Key Points
- The definition sits in IAS 32 . The classification and measurement rules sit in IFRS 9 . Both apply simultaneously.
- Classification depends on two tests. The business model test asks how the entity manages the asset. The SPPI test asks whether contractual cash flows are solely payments of principal and interest.
- Misclassification changes measurement. It affects P&L volatility, distorts the balance sheet, triggers inspection findings on IFRS 9 implementation, and burns reviewer time on reclassification adjustments.
What is a financial asset?
On about half the IFRS 9 files we review, the classification working paper (WP) is a single paragraph copied from the prior year. No business model assessment, no SPPI analysis, no consideration of reclassification triggers, just a conclusion. That is a problem, because the measurement category an entity assigns to a financial asset determines how gains, losses, impairment, and interest income flow through the financial statements (FS) for every subsequent period.
IAS 32.11 defines a financial asset by what it gives the holder: cash, someone else's equity, a contractual right to receive cash, or a contractual right to exchange instruments on favourable terms. It is a broad definition. Trade receivables, bonds, listed shares, and derivatives with positive fair value all qualify, along with loans to third parties.

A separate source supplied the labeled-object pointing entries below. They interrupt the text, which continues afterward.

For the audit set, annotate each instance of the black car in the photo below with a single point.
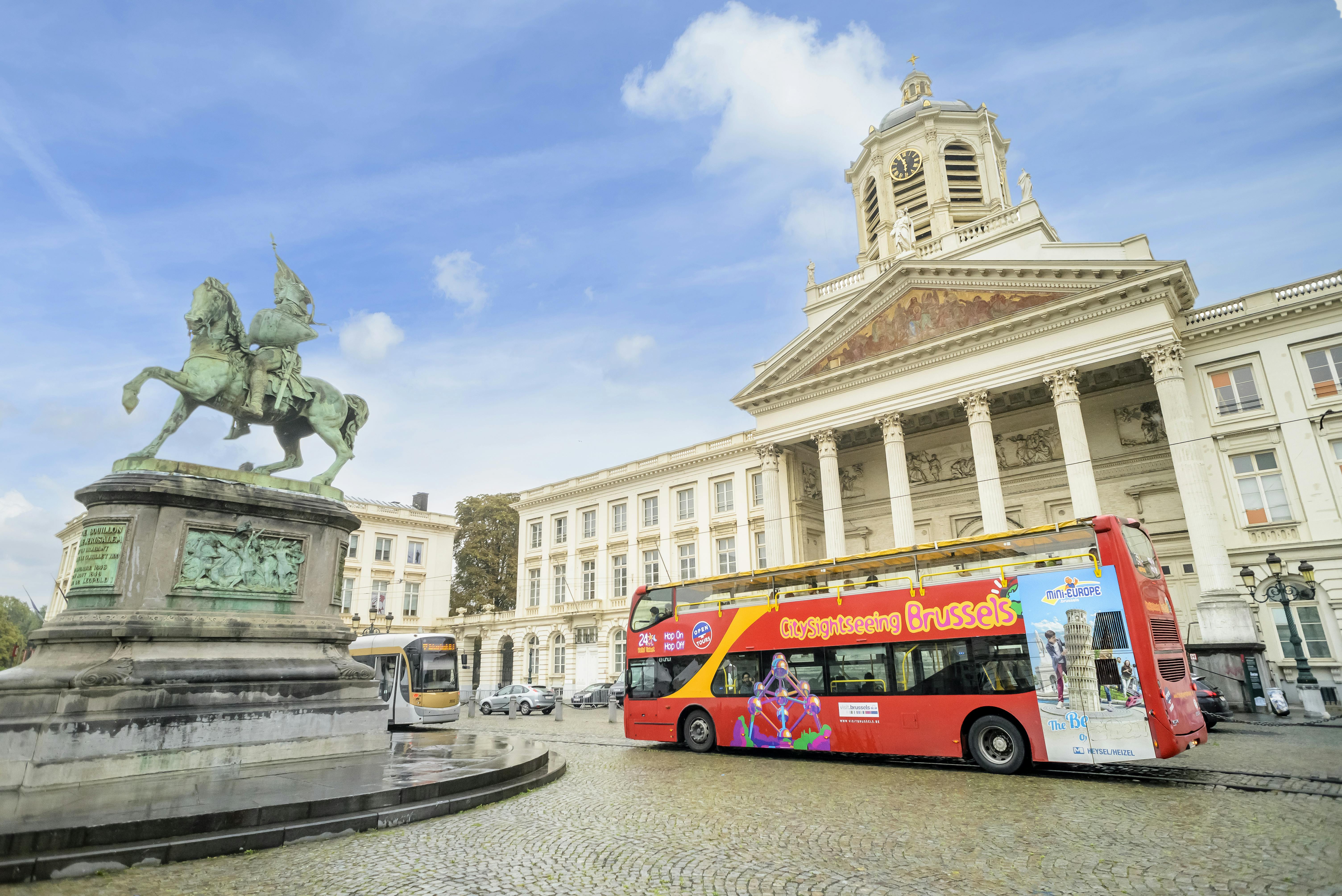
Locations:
(1211, 702)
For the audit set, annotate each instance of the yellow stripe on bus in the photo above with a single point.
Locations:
(701, 686)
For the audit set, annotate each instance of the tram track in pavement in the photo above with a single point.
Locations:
(1168, 776)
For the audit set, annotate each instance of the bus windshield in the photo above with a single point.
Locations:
(434, 664)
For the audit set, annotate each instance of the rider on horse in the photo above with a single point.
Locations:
(277, 333)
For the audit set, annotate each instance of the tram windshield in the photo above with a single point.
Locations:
(433, 664)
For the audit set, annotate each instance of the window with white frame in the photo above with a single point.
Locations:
(559, 654)
(688, 569)
(588, 580)
(727, 556)
(1235, 391)
(723, 501)
(1325, 371)
(1310, 627)
(1262, 487)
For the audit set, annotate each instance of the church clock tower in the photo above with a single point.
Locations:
(941, 163)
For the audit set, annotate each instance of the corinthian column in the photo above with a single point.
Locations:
(772, 505)
(1071, 432)
(831, 492)
(1204, 529)
(991, 504)
(897, 469)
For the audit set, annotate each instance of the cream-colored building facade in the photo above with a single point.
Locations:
(973, 373)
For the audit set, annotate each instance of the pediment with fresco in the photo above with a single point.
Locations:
(923, 314)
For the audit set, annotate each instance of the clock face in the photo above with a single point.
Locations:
(908, 163)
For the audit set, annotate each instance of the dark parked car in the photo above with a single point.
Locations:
(591, 697)
(1210, 701)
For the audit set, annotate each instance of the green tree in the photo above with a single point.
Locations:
(486, 553)
(17, 620)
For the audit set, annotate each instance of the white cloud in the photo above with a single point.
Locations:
(784, 96)
(370, 337)
(631, 349)
(460, 280)
(13, 504)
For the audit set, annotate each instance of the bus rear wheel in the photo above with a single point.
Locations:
(998, 745)
(698, 732)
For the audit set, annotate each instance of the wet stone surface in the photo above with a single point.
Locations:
(641, 819)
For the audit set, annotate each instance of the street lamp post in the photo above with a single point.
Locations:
(1284, 593)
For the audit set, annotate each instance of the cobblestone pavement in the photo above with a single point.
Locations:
(633, 817)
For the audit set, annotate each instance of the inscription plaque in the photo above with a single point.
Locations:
(99, 557)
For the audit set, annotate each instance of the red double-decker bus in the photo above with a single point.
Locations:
(1057, 643)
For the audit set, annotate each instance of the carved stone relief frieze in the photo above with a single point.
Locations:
(1141, 424)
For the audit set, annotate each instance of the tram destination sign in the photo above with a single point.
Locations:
(100, 554)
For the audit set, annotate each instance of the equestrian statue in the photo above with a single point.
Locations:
(265, 387)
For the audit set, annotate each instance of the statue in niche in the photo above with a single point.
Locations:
(1027, 191)
(902, 235)
(242, 561)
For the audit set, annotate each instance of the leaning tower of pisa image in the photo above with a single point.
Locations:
(1082, 686)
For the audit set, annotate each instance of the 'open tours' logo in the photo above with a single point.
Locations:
(1071, 592)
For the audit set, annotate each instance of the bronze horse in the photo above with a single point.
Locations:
(215, 375)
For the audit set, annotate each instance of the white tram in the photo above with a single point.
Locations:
(416, 675)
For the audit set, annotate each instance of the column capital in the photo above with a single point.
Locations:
(1063, 386)
(827, 440)
(976, 406)
(892, 426)
(1165, 361)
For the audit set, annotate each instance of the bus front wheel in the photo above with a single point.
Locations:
(998, 745)
(698, 732)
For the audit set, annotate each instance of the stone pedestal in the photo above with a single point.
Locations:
(202, 630)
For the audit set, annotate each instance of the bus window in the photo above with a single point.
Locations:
(1140, 549)
(858, 670)
(654, 607)
(737, 675)
(807, 666)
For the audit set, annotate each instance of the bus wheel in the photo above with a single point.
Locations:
(698, 732)
(998, 745)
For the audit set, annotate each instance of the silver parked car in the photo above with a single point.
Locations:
(529, 697)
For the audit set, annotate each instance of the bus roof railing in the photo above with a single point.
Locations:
(931, 550)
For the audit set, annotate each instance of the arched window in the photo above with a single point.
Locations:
(872, 211)
(559, 655)
(963, 182)
(621, 652)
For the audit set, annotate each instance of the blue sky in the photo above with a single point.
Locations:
(553, 237)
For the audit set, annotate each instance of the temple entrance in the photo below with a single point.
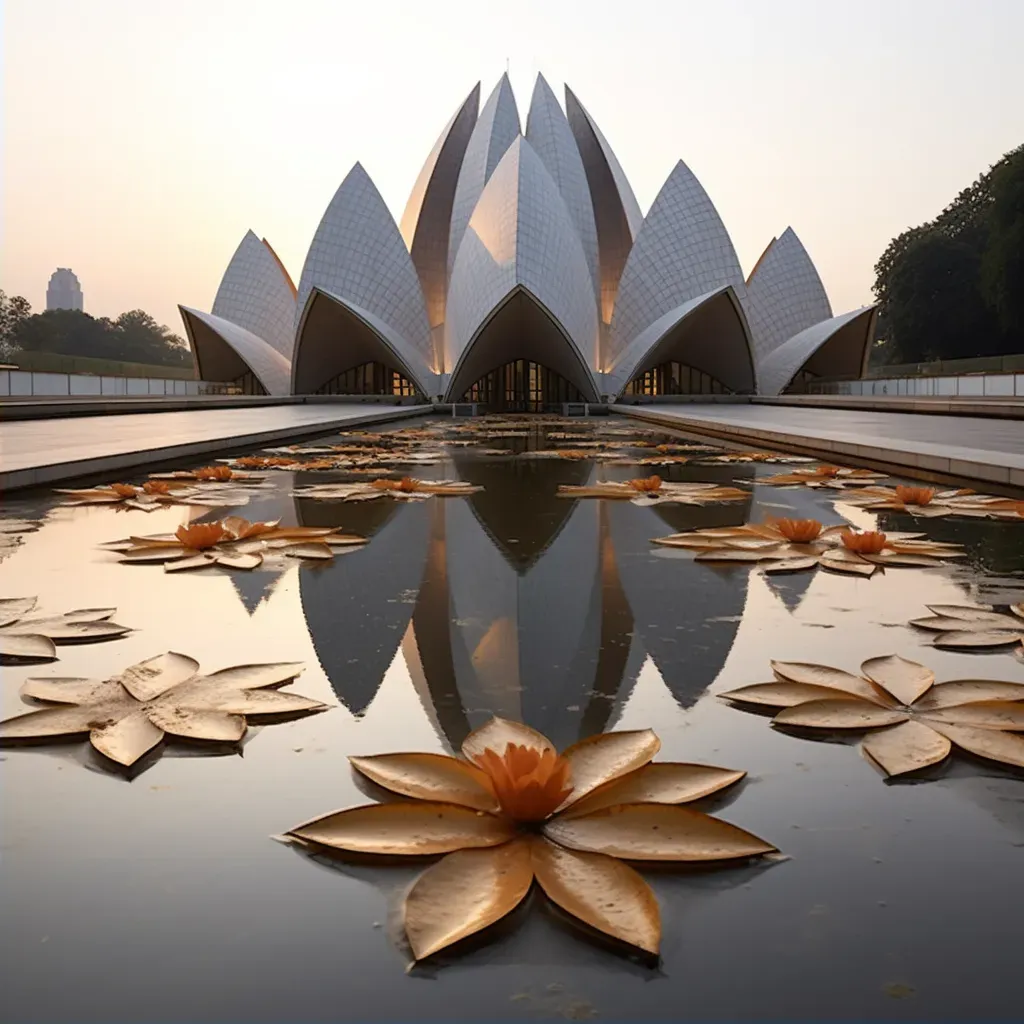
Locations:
(369, 378)
(522, 386)
(675, 378)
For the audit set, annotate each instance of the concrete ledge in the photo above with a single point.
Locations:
(50, 471)
(893, 456)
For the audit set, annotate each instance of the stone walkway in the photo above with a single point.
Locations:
(971, 448)
(35, 452)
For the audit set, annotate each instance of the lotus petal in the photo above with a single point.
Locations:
(904, 680)
(840, 713)
(906, 747)
(667, 782)
(790, 565)
(607, 756)
(1007, 715)
(998, 638)
(194, 562)
(842, 563)
(157, 675)
(31, 647)
(13, 608)
(127, 738)
(194, 723)
(407, 828)
(967, 690)
(251, 677)
(655, 832)
(780, 693)
(48, 722)
(66, 690)
(993, 743)
(825, 675)
(430, 776)
(498, 733)
(466, 892)
(601, 892)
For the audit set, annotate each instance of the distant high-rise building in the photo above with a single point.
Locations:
(64, 291)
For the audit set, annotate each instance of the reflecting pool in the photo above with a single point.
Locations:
(159, 894)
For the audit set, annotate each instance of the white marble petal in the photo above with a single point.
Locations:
(784, 294)
(224, 351)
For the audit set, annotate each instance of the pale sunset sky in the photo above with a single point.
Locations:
(143, 137)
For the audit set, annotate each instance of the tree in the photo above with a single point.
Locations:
(1003, 263)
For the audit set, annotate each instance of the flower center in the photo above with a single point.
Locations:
(646, 483)
(868, 543)
(201, 535)
(529, 783)
(913, 496)
(799, 530)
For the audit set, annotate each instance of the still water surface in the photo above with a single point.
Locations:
(164, 898)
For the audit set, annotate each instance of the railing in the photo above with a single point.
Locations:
(966, 386)
(27, 383)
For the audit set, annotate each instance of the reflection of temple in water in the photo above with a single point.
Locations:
(519, 603)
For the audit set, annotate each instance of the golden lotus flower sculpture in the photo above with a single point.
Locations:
(232, 543)
(408, 488)
(977, 627)
(928, 503)
(512, 811)
(127, 716)
(645, 492)
(838, 477)
(910, 721)
(35, 639)
(779, 546)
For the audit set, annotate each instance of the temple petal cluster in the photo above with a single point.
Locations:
(524, 274)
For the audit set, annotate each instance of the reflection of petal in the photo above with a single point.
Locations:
(600, 891)
(655, 832)
(464, 893)
(408, 828)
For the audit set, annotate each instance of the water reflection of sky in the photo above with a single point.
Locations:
(164, 898)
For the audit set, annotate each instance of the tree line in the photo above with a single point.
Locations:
(953, 288)
(132, 337)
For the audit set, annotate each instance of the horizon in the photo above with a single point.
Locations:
(181, 128)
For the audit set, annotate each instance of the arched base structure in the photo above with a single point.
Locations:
(339, 346)
(522, 386)
(834, 348)
(370, 378)
(674, 378)
(521, 333)
(226, 353)
(707, 338)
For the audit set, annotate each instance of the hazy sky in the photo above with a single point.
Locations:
(143, 137)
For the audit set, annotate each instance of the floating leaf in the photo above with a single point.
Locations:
(600, 891)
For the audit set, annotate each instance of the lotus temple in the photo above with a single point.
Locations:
(523, 274)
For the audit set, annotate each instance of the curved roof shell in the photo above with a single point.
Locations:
(837, 347)
(616, 213)
(497, 128)
(357, 254)
(336, 335)
(709, 333)
(225, 351)
(427, 220)
(521, 247)
(681, 252)
(784, 294)
(257, 294)
(549, 133)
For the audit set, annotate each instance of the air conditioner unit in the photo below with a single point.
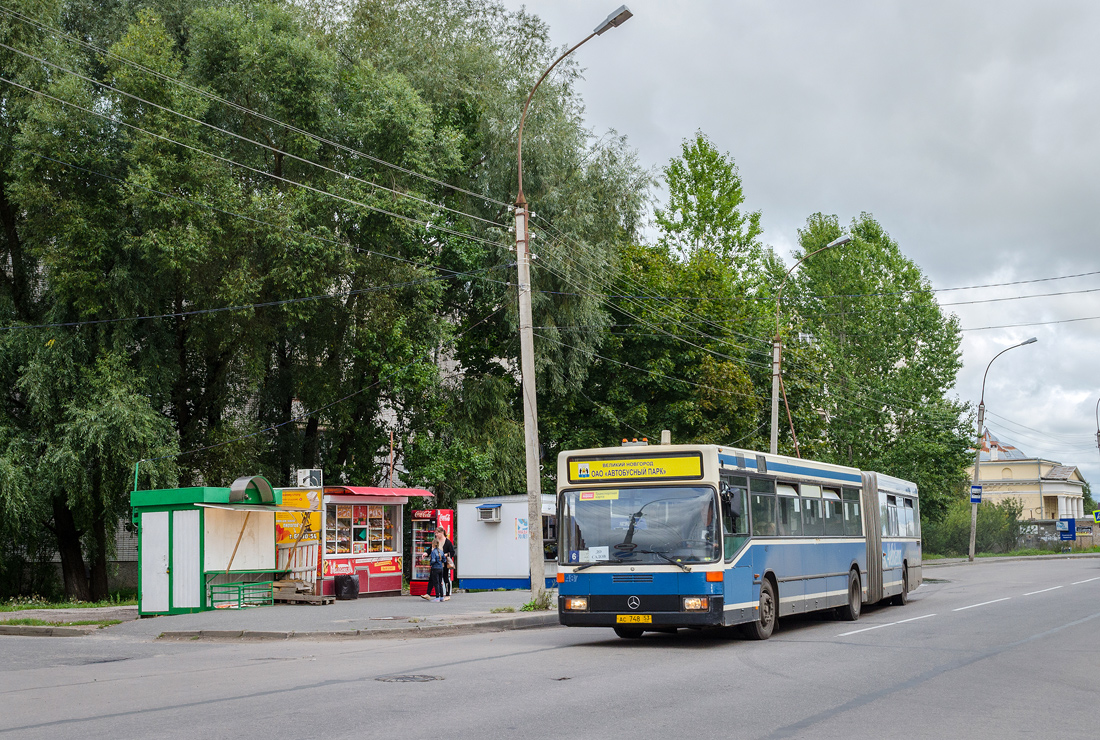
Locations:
(310, 478)
(490, 515)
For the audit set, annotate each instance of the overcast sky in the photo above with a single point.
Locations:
(969, 130)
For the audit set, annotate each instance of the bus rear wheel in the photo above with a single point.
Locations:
(902, 598)
(850, 610)
(765, 623)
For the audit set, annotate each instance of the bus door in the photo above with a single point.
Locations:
(872, 530)
(737, 584)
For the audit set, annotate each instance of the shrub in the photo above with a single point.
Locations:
(998, 529)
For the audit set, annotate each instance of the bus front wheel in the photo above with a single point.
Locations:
(850, 610)
(765, 623)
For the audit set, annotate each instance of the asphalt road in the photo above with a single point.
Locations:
(991, 650)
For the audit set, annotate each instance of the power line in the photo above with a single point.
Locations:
(251, 219)
(256, 170)
(251, 141)
(244, 307)
(1075, 439)
(1033, 323)
(303, 417)
(238, 107)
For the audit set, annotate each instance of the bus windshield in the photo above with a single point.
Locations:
(642, 525)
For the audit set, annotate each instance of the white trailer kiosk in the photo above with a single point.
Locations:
(492, 542)
(206, 548)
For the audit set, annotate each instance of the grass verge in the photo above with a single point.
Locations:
(22, 603)
(44, 622)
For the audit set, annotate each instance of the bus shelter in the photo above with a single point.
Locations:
(206, 548)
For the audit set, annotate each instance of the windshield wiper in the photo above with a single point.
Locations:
(667, 559)
(597, 562)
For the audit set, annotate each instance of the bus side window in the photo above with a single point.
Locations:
(763, 507)
(891, 522)
(834, 518)
(853, 517)
(813, 525)
(790, 510)
(910, 523)
(735, 527)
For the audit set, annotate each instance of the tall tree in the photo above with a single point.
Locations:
(891, 356)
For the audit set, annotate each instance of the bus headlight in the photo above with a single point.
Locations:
(696, 603)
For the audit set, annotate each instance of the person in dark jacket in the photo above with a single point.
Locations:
(437, 564)
(449, 555)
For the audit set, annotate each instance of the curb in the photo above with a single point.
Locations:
(494, 625)
(42, 631)
(1009, 559)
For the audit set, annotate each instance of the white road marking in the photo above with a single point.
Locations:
(963, 608)
(1042, 592)
(902, 621)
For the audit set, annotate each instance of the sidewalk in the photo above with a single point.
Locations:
(371, 617)
(1007, 559)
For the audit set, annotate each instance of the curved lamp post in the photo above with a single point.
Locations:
(1098, 423)
(777, 354)
(977, 453)
(526, 335)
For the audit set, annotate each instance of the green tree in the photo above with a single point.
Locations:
(681, 352)
(704, 209)
(890, 357)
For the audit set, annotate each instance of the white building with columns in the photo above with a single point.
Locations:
(1047, 489)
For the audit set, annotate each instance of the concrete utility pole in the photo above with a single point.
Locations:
(777, 349)
(527, 338)
(976, 478)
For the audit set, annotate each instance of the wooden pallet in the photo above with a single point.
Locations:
(295, 597)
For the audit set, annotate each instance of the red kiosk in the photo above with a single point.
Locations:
(425, 522)
(345, 530)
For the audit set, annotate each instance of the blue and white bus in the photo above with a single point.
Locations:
(662, 537)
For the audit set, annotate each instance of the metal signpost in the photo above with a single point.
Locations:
(1067, 529)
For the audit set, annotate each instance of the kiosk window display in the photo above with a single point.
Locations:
(361, 529)
(425, 522)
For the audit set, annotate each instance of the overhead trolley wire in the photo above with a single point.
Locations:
(256, 170)
(244, 307)
(303, 417)
(238, 107)
(252, 219)
(252, 141)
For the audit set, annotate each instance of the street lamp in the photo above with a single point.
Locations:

IFRS 9 then sorts every financial asset into one of three measurement categories, using two sequential tests. First, the business model test ( IFRS 9.4 .1.2) asks how the entity manages the asset: does it hold to collect contractual cash flows, hold to both collect and sell, manage the portfolio on a fair value basis, or follow some other pattern? Second, the solely payments of principal and interest test (SPPI test, IFRS 9.4 .1.2(b)) asks whether contractual terms give rise to cash flows that are only principal and interest on principal outstanding. Only assets that pass both tests qualify for amortised cost. Assets that pass SPPI but sit in a hold-and-sell model go to FVOCI. Everything else lands at FVTPL.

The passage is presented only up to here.